A variety of motion sensor technologies can be effective in exterior locations.
These include infrared, microwave and lasers trained on tuned receivers. Other
sensors can be integrated into doors, gates and turnstiles, and strain-sensitive
cables and other vibration sensors can detect if someone attempts to scale a
fence. Proper integration of exterior or perimeter sensors will alert an organiza-
tion to any intruders attempting to gain access across open space or attempting
to breach the fence line.

Logs In this section, we are concentrating on the use of physical logs, such
as a sign-in sheet maintained by a security guard, or even a log created by an
electronic system that manages physical access. Electronic systems that capture
system and security logs within software will be covered in another section.

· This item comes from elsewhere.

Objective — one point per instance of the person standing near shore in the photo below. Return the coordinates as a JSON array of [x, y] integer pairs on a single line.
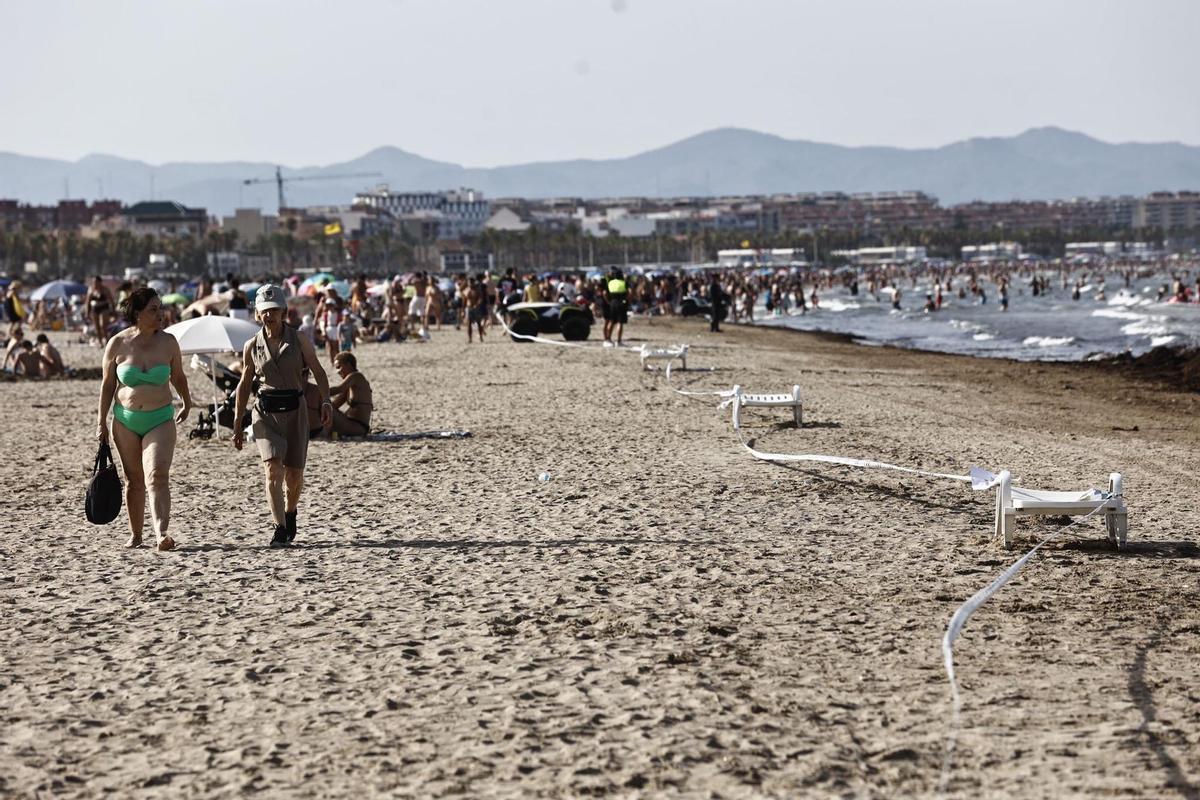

A log is a record of events that have occurred. Physical security logs are essential
to support business requirements. They should capture and retain information
as long as necessary for legal or business reasons. Because logs may be needed
to prove compliance with regulations and assist in a forensic investigation, the
logs must be protected from manipulation. Logs may also contain sensitive data
about customers or users and should be protected from unauthorized disclosure.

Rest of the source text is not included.